Она сделала шаг в сторону.
На первом снимке Жак Каррер, совсем юный и с короткой стрижкой, сидел на ступенях какой-то церкви. Это было похоже на кадр из старого, черно-белого итальянского фильма. На следующей, цветной фотографии он в спортивном костюме с сигаретой в зубах стоял, подбоченясь, на фоне тропических деревьев. Дальше висели другие фото, вплоть до самых недавних. По ним можно было проследить, как поседели волосы, как обозначились морщины.
— Присаживайтесь, а то чай остынет, — сказала Кейт Маколифф.
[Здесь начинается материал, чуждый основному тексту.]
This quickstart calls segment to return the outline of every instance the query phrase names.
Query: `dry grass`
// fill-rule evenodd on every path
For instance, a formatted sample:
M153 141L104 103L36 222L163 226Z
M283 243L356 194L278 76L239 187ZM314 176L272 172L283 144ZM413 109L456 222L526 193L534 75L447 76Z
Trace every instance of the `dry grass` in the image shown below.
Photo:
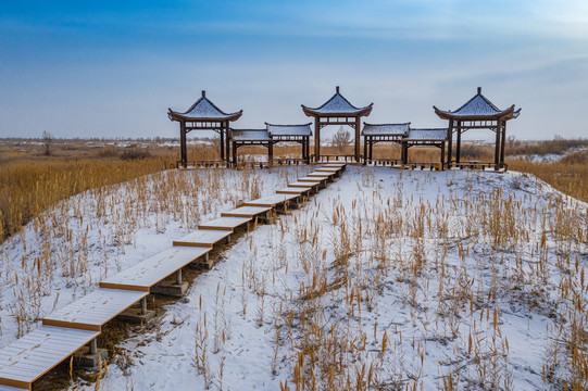
M588 150L551 163L514 159L508 164L509 169L533 174L561 192L588 202Z

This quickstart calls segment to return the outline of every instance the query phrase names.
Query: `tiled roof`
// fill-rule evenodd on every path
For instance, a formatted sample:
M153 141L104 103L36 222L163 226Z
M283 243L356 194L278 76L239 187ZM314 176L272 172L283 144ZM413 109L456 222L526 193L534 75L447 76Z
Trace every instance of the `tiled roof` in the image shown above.
M498 109L492 102L488 100L485 96L481 94L481 88L478 87L478 92L470 99L465 104L455 111L443 111L439 110L436 106L433 106L437 115L441 118L473 118L473 119L485 119L485 118L498 118L505 117L516 118L521 112L521 109L514 111L514 104L505 110Z
M445 141L447 140L447 128L434 129L410 129L406 141Z
M406 136L411 123L404 124L364 124L364 136Z
M358 115L364 112L364 115L368 115L372 111L373 103L364 108L355 108L351 104L341 93L339 93L339 87L337 87L335 94L326 101L320 108L308 108L302 104L302 110L306 115L316 114L342 114L342 115Z
M225 113L212 103L208 98L205 91L202 91L202 98L196 101L185 113L179 113L168 109L167 115L171 119L186 119L186 121L235 121L240 117L242 110L236 113Z
M267 129L230 129L234 141L272 141Z
M265 123L265 126L270 137L311 136L311 124L312 123L303 125L275 125Z

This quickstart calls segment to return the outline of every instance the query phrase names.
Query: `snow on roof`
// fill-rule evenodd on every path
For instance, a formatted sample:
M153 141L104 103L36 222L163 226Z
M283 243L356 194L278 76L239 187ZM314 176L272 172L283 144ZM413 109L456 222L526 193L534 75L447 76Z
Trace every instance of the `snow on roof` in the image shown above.
M447 140L447 128L435 129L410 129L406 141L445 141Z
M443 111L435 108L435 111L438 115L442 117L477 117L477 118L484 118L484 117L496 117L500 114L506 114L509 112L511 117L516 118L518 116L518 113L521 112L521 109L518 109L516 112L514 111L514 104L505 110L498 109L492 102L488 100L485 96L481 94L481 88L478 87L477 93L470 99L467 102L465 102L460 109L455 111Z
M207 92L202 91L202 98L196 101L188 111L185 113L175 112L170 109L170 117L178 116L183 119L209 119L209 121L227 121L229 118L237 119L241 114L242 110L236 113L225 113L218 109L214 103L212 103L207 98Z
M366 124L363 126L364 136L406 136L411 123L405 124Z
M275 125L265 123L270 137L280 136L311 136L311 124L303 125Z
M267 129L230 129L234 141L272 141Z
M366 105L365 108L355 108L339 93L339 87L337 86L335 94L322 106L306 108L305 105L302 105L302 108L321 114L358 114L362 111L371 110L372 104L373 103L370 103L370 105Z

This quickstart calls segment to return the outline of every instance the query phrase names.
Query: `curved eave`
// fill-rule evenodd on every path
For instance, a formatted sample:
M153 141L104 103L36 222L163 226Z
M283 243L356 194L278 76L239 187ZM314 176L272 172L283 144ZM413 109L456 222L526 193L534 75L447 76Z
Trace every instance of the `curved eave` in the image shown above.
M265 126L284 126L284 127L288 127L288 126L311 126L312 123L305 123L305 124L293 124L293 125L284 125L284 124L270 124L270 123L264 123Z
M318 117L352 117L352 116L368 116L372 113L374 103L370 103L365 108L358 109L354 112L343 112L343 113L323 113L316 108L306 108L301 104L302 111L306 116L318 116Z
M167 109L167 117L170 117L171 121L186 121L186 122L233 122L240 118L240 116L243 115L243 111L240 110L237 113L226 114L224 116L220 117L192 117L185 115L184 113L178 113L173 111L172 109Z
M439 139L402 139L401 141L406 142L447 142L448 139L439 140Z
M455 119L455 121L496 121L496 119L508 121L508 119L516 118L518 114L521 113L521 109L516 111L514 110L514 104L506 110L503 110L496 114L487 114L487 115L460 115L453 112L439 110L436 106L433 106L433 109L435 110L435 114L437 114L439 118Z

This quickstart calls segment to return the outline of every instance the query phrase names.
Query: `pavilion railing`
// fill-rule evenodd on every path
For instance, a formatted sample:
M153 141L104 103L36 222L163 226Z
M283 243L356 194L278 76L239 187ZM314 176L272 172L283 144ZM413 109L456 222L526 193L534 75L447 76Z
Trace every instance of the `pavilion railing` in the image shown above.
M311 162L313 163L328 163L328 162L355 162L355 155L335 155L325 154L316 159L315 155L311 155ZM360 157L360 162L363 162L363 155Z

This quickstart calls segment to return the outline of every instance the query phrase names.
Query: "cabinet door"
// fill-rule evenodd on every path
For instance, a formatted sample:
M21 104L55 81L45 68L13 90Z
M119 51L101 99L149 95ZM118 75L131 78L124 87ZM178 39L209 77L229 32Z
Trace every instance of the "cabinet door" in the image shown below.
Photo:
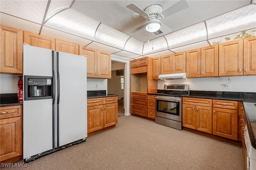
M87 107L87 133L103 128L103 105Z
M97 51L98 78L111 78L111 54Z
M244 75L256 74L256 37L244 39Z
M161 74L172 73L172 55L161 57Z
M237 141L237 110L212 107L212 134Z
M153 79L157 80L161 73L161 57L153 59Z
M182 126L196 129L196 105L182 104Z
M219 46L218 45L201 48L201 76L214 77L219 75Z
M22 74L23 31L2 25L0 26L0 72Z
M87 77L97 78L97 50L80 45L79 55L86 56Z
M201 76L201 49L187 51L186 52L187 77Z
M22 156L22 117L2 119L0 125L0 161L2 162Z
M219 45L219 76L243 75L243 39Z
M104 104L103 115L103 127L116 125L118 123L118 106L117 103Z
M186 72L186 51L172 54L172 73Z
M55 39L24 31L24 43L32 46L55 49Z
M56 39L55 40L56 51L79 55L79 45L74 43Z
M212 107L196 106L196 129L212 134Z

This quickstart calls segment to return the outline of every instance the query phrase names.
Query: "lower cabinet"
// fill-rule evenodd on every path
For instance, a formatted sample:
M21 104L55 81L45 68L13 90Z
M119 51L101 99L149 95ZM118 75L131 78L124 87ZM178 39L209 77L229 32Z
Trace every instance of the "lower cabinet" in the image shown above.
M182 102L183 126L212 133L212 99L183 98Z
M0 108L0 160L11 163L22 158L22 106Z
M184 97L182 126L237 141L238 102Z
M87 133L117 124L117 96L87 100Z

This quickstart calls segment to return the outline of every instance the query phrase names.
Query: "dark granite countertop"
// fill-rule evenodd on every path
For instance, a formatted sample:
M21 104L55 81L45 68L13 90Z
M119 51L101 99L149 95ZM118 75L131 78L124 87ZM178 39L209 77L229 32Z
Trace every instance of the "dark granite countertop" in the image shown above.
M164 90L158 90L164 93ZM159 93L148 94L161 95ZM212 99L234 100L243 102L248 122L249 134L252 146L256 149L256 93L246 92L216 92L190 90L190 94L183 97L205 98Z
M8 106L22 104L22 102L18 100L17 93L0 94L0 106Z
M116 96L118 94L107 94L106 90L87 91L87 98L104 98L106 97Z

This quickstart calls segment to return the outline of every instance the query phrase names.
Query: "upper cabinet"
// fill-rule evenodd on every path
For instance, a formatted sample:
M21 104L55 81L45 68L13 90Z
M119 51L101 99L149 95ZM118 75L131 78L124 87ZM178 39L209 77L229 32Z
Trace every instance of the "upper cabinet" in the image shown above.
M256 36L244 39L244 75L256 74Z
M161 72L161 57L153 59L153 79L158 80Z
M87 78L111 78L111 54L79 46L80 55L87 58Z
M132 68L148 65L148 57L140 58L130 62L130 68Z
M186 52L161 57L161 74L186 72Z
M32 46L55 49L55 39L24 31L24 43Z
M2 25L0 26L0 72L22 74L23 31Z
M241 39L219 45L219 76L243 75L243 42Z
M56 39L55 47L57 51L79 55L79 45L78 44Z

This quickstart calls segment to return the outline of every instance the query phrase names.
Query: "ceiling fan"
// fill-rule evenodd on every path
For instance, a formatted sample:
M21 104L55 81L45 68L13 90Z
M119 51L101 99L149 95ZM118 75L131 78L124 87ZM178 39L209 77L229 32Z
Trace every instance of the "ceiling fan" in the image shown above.
M143 10L134 4L132 3L127 6L126 8L144 17L146 22L130 32L135 33L144 27L144 29L148 32L154 32L160 30L164 34L167 34L172 31L172 29L162 23L160 20L183 10L189 6L187 0L181 0L164 11L160 6L156 4L150 5Z

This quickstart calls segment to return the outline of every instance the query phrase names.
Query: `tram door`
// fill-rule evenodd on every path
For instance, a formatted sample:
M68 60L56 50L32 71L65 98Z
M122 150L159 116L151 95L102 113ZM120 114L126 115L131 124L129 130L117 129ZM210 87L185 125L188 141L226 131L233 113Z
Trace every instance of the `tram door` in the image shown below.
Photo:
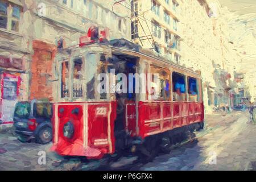
M113 60L115 65L117 77L115 98L117 101L117 118L115 122L114 133L115 136L115 148L117 151L125 149L129 135L126 130L126 105L127 103L135 104L135 79L133 77L129 79L129 74L136 73L136 57L127 55L114 55ZM121 73L121 74L120 74ZM126 76L126 80L123 80ZM131 85L133 84L133 85ZM126 88L124 88L125 86ZM133 92L131 89L133 88ZM135 114L134 114L135 115Z

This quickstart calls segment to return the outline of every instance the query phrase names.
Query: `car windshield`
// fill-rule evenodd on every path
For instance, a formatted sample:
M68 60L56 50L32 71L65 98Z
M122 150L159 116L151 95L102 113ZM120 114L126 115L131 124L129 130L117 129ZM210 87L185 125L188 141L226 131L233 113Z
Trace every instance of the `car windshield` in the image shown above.
M52 108L51 103L35 103L34 113L36 117L50 119L52 117Z
M27 118L30 114L30 104L28 102L18 102L16 105L14 117Z

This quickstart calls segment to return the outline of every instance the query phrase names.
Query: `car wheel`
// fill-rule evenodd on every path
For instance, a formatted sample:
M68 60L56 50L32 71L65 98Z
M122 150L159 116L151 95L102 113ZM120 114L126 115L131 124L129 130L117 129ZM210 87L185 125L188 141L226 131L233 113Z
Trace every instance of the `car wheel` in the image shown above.
M22 143L26 143L27 141L27 137L22 135L18 135L17 139L19 141Z
M49 127L44 127L39 130L36 136L36 143L47 144L52 141L52 129Z

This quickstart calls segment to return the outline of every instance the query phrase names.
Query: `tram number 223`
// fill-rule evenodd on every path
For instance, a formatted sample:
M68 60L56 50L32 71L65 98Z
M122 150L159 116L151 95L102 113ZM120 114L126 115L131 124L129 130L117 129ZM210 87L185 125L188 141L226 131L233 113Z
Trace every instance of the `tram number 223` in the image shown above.
M96 108L96 115L105 116L107 114L107 108L104 107Z

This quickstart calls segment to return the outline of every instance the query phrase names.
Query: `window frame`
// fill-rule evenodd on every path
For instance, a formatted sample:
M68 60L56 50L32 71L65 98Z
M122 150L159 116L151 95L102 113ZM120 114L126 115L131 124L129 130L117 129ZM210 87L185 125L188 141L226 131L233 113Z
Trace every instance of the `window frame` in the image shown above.
M19 5L16 5L6 0L0 0L0 2L7 5L6 14L0 14L0 16L6 18L6 27L0 27L0 29L19 33L20 31L19 25L22 15L23 7ZM17 7L19 10L18 17L14 15L14 9L15 7ZM13 22L15 22L16 23L16 28L15 29L13 28Z

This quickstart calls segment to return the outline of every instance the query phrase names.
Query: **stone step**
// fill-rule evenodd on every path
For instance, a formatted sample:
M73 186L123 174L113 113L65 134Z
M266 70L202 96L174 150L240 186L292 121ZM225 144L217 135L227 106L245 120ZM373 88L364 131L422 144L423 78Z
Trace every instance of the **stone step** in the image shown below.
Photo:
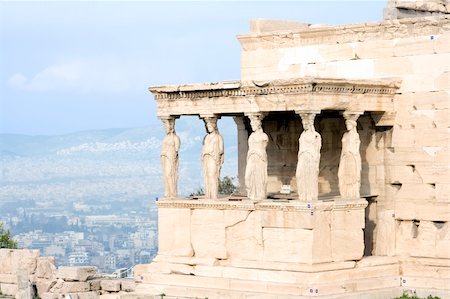
M353 279L342 282L332 283L281 283L281 282L264 282L256 280L242 280L231 278L211 278L200 277L194 275L180 274L152 274L144 277L144 282L136 287L136 292L150 285L154 294L182 295L181 293L173 294L172 289L184 289L187 293L194 289L204 290L207 286L214 288L213 293L218 291L224 293L233 292L257 292L259 295L267 296L310 296L319 297L331 294L347 294L352 292L370 291L383 288L395 288L400 286L400 278L398 275L384 277L369 277L365 279ZM149 291L150 289L147 289ZM189 294L190 295L190 294ZM200 296L196 292L193 297ZM208 297L208 296L206 296Z

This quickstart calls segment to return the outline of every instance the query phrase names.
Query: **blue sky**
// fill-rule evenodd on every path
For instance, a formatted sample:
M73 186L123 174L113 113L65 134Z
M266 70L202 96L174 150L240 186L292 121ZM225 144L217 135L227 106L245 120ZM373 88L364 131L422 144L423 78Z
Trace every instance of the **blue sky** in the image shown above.
M0 133L150 126L150 85L239 79L250 19L380 21L385 1L0 2Z

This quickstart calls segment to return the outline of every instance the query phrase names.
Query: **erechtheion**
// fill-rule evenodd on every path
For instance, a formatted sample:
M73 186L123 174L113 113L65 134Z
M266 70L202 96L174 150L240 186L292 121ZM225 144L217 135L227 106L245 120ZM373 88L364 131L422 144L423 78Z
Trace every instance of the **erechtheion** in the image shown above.
M385 21L256 20L241 79L150 87L166 123L159 252L137 291L208 298L450 296L450 4ZM205 196L176 194L176 119L206 125ZM239 192L218 195L233 117ZM226 153L225 153L226 154ZM201 174L198 174L201 175Z

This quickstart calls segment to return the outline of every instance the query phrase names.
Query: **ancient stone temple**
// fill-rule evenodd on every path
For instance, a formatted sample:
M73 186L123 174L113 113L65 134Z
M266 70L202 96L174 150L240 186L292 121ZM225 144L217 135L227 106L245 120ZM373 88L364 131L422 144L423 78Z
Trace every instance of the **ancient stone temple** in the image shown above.
M392 20L345 26L252 21L238 36L240 80L150 87L166 128L165 197L159 252L136 267L137 291L448 298L443 7L423 17L392 1ZM411 18L400 19L405 13ZM195 174L205 195L181 198L175 127L186 115L205 124L203 173ZM218 195L224 117L235 120L239 147L239 192L227 197Z

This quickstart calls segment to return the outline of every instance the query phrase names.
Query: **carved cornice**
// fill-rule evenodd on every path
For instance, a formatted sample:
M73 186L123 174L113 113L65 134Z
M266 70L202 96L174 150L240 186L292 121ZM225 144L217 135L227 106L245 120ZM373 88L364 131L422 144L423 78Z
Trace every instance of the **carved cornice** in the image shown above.
M216 97L249 97L289 94L372 94L394 95L399 88L393 81L297 78L273 81L233 81L224 88L218 83L150 87L156 100L202 99Z
M436 35L450 30L450 17L426 17L342 26L239 35L244 50L289 48L315 44L336 44L367 40L390 40L418 35Z
M303 202L293 200L289 202L252 202L252 201L199 201L199 200L161 200L157 202L158 208L181 209L209 209L209 210L245 210L245 211L286 211L286 212L313 212L313 211L340 211L359 210L367 206L367 201L312 201Z

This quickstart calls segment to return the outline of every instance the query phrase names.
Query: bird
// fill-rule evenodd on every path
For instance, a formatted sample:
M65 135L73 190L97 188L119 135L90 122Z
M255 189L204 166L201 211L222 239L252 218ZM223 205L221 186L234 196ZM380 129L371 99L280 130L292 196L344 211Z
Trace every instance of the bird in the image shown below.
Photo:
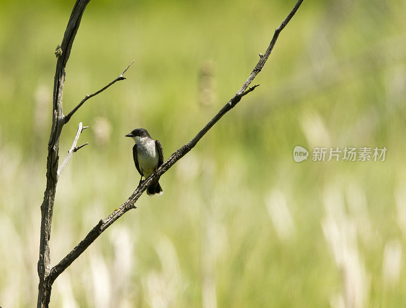
M154 140L144 128L136 128L125 136L131 137L136 142L132 147L132 157L136 168L141 176L141 184L143 177L146 179L163 163L162 145L158 140ZM154 180L147 189L149 196L163 193L159 180L159 178Z

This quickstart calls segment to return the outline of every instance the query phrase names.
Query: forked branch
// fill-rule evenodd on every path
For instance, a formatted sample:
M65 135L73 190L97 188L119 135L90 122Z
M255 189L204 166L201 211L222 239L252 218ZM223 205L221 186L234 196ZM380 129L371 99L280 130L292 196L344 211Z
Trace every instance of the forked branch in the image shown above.
M206 124L193 139L178 149L178 150L173 154L154 174L147 178L145 181L141 182L134 192L132 193L124 203L114 210L113 213L105 219L100 220L98 223L92 229L86 237L82 240L71 252L57 265L51 269L49 273L49 280L51 284L56 278L85 251L86 248L87 248L87 247L88 247L109 226L129 210L136 208L135 203L137 200L138 200L143 192L149 187L154 180L162 176L177 161L189 152L196 145L201 138L206 134L208 130L211 128L224 114L234 107L238 102L241 100L241 98L243 96L253 91L255 88L258 86L258 85L257 85L247 90L247 88L254 80L254 78L255 78L255 76L258 75L265 65L265 63L272 51L272 49L274 48L275 42L281 31L282 31L293 16L302 2L303 2L303 0L299 0L297 2L293 7L293 9L288 15L287 17L276 29L274 36L272 38L272 40L270 41L270 43L266 49L266 51L263 55L261 55L262 56L260 56L259 61L255 65L252 72L237 93L225 104L220 111L219 111L217 114Z
M101 92L103 92L103 91L104 91L105 90L107 89L107 88L108 88L110 86L111 86L111 85L113 85L114 84L115 84L117 81L120 81L120 80L124 80L124 79L125 79L125 77L124 77L124 76L123 76L124 75L124 73L125 73L127 71L127 70L128 69L128 68L130 67L130 66L131 66L131 64L132 64L132 62L134 62L134 60L133 60L132 61L131 61L131 63L128 64L128 66L127 66L125 68L125 70L123 71L123 72L121 74L120 74L120 76L119 76L117 78L116 78L115 79L113 80L111 82L109 83L107 85L105 86L104 87L101 88L100 90L99 90L98 91L96 91L96 92L95 92L94 93L93 93L92 94L86 94L86 95L85 96L85 97L81 101L81 102L80 103L79 103L78 104L78 105L76 107L75 107L75 108L74 108L72 110L72 111L71 112L70 112L69 114L67 114L66 115L65 115L64 117L63 117L63 122L64 122L64 124L66 124L68 122L69 122L69 120L71 119L71 118L72 117L72 116L75 114L75 112L76 112L78 111L78 109L79 109L79 108L80 108L81 107L82 107L82 105L83 105L84 104L85 104L85 102L86 100L89 99L89 98L91 98L93 96L97 95L98 93L100 93Z

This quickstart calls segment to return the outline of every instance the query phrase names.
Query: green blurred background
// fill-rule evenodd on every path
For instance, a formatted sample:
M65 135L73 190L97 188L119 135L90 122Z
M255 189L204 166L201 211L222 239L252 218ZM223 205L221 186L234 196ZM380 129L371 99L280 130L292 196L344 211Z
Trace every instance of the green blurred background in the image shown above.
M36 304L56 59L74 1L0 4L0 305ZM165 158L236 92L293 1L92 1L66 67L55 264L136 187L145 127ZM305 1L261 86L56 281L53 307L399 307L406 303L404 1ZM388 148L300 163L295 146Z

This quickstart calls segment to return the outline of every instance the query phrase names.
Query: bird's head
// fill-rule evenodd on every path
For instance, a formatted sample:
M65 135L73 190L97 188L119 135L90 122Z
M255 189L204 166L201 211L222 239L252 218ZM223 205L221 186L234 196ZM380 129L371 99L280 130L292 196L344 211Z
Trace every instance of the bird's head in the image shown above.
M136 143L140 143L141 139L143 138L151 138L148 132L144 128L136 128L130 133L125 135L125 136L132 138Z

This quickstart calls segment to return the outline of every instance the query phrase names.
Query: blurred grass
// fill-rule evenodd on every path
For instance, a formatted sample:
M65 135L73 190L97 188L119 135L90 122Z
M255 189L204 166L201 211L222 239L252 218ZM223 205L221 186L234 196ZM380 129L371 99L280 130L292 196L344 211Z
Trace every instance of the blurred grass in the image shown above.
M1 4L4 307L31 306L37 298L53 51L73 5ZM65 113L136 61L127 80L86 102L64 128L61 159L77 123L91 127L79 141L89 145L58 184L53 264L134 189L132 145L124 135L145 127L168 157L240 88L293 5L91 2L67 63ZM256 79L261 86L165 174L162 196L142 197L58 278L52 305L403 305L404 258L389 286L384 269L387 244L400 241L401 256L405 240L406 197L398 192L406 180L405 8L400 1L305 2ZM199 76L208 60L215 99L204 108ZM384 162L297 163L297 145L388 151ZM273 222L276 191L293 223L286 237Z

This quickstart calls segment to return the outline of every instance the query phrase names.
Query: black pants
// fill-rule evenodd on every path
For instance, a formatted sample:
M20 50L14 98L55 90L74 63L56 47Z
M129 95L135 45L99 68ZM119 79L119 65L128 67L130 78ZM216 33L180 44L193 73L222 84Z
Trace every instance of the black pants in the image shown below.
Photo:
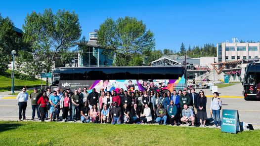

И мы снова уселись в кресла. Я специально приехал из Парижа, чтобы побеседовать с Кейт Маколифф, а она проявила любезность, не ограничивая меня во времени. И я решил вернуться к вопросу, который почему-то не задал ей сразу. Престижный университет Джона Хопкинса пригласил Кейт Маколифф осенью прочитать цикл лекций. Я спросил, какой теме они будут посвящены.
— Знаете, — сказала она таким тоном, словно ей оказали незаслуженную честь, — у меня есть одна идея. Студентам теперь все чаще хочется, чтобы вместо лекций у них было что-то вроде шоу или перформанса. Вот я и собираюсь с их помощью продолжить мою книгу «Зеркала». Я ведь еще не покончила с мемуарами, или антимемуарами, как говорил ваш Мальро… Недавно Жак написал воспоминания, в которых фигурирую я. С его согласия я раздам студентам ксерокопии книги, и мы будем ее обсуждать. Таким образом, я буду одним из персонажей книги и одновременно — ее комментатором. По моему мнению, всякая автобиография — это вымысел. Но я хочу доказать, что комментатор тоже продукт воображения, порождение этого самого вымысла.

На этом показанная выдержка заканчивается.